Where a non-statutory public inquiry, review or investigation does not relate to patient safety and confidential information is required then you cannot rely on implied consent to share with those not directly caring for an individual, and it is unlikely to be in the overriding public interest. In this circumstance you will need to anonymise the data or seek explicit consent.
Each of the four main types of court in the English justice system (the criminal, civil, family, and coroner’s) may request information from health and care organisations in the form of a court order. A judge can request any information they see as relevant to the case, and you must comply by providing exactly the information requested within the court order, in its original format where possible to avoid any doubt about the authenticity of the record.

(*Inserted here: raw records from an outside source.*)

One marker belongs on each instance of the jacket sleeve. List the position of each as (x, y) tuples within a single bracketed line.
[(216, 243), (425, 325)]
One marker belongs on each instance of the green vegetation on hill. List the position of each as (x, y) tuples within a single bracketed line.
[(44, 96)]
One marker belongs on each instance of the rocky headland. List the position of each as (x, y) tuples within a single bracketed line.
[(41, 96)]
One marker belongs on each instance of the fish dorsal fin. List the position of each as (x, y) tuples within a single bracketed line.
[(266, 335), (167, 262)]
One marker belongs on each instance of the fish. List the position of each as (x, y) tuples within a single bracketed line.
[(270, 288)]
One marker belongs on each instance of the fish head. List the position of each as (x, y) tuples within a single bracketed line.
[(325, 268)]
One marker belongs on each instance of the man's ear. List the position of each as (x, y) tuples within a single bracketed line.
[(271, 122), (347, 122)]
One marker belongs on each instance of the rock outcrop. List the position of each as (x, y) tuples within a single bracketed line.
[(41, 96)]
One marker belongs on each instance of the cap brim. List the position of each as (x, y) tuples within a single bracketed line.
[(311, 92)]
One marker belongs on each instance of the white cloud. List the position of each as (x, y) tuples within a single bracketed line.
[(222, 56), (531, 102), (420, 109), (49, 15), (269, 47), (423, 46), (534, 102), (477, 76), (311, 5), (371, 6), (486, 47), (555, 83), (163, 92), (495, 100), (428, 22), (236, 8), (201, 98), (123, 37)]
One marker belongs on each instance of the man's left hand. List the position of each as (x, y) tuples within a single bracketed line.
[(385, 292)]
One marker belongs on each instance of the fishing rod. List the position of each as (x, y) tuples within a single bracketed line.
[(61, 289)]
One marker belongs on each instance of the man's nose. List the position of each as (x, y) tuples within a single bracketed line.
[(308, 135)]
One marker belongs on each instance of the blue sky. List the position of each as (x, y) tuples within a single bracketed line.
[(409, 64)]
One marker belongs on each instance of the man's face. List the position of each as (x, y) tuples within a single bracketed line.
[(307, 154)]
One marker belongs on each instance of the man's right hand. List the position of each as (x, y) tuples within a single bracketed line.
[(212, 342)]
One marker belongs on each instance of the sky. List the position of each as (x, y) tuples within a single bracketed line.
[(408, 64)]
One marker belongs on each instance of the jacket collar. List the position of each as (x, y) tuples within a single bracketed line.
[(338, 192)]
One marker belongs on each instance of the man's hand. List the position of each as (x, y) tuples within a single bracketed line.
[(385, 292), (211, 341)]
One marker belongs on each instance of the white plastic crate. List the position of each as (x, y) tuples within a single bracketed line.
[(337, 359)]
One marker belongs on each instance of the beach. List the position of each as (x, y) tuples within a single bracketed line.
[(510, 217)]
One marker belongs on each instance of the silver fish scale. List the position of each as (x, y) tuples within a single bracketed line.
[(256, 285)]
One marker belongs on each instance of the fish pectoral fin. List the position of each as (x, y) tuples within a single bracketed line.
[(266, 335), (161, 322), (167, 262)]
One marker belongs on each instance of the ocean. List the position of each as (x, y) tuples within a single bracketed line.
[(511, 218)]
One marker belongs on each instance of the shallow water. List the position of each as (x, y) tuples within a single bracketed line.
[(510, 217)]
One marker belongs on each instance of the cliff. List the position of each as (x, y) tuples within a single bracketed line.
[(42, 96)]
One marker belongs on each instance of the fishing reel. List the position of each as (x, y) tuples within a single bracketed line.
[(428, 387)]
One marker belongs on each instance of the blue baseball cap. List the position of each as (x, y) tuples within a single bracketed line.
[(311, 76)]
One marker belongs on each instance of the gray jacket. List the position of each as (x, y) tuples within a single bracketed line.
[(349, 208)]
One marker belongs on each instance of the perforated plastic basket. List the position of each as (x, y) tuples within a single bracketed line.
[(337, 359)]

Under UK GDPR, the legal bases for processing information for court orders are:
- Article 6 (1) (c) legal obligation
- Article 9 (2) (f) legal claims, or courts acting in their judicial capacity
A court order will also satisfy the common law duty of confidentiality, where the request would involve the disclosure of confidential patient information as disclosure is legally required.
Court orders will usually specify a date by when you must present the requested information to the court or explain why it is not available.
You will always be compliant with data protection law by following a court order. Failure to comply with a court order may result in you being found in contempt of court and incurring unnecessary legal costs.
If you cannot comply with the court order you will need to apply to the court requesting a hearing. You might not be able to respond for example because you do not hold the information requested, or you consider the request to be in error or irrelevant to the case in question. The hearing is an opportunity for you to present a statement to the court explaining your reasons to set aside the order. The judge will decide, and you must comply with their decision.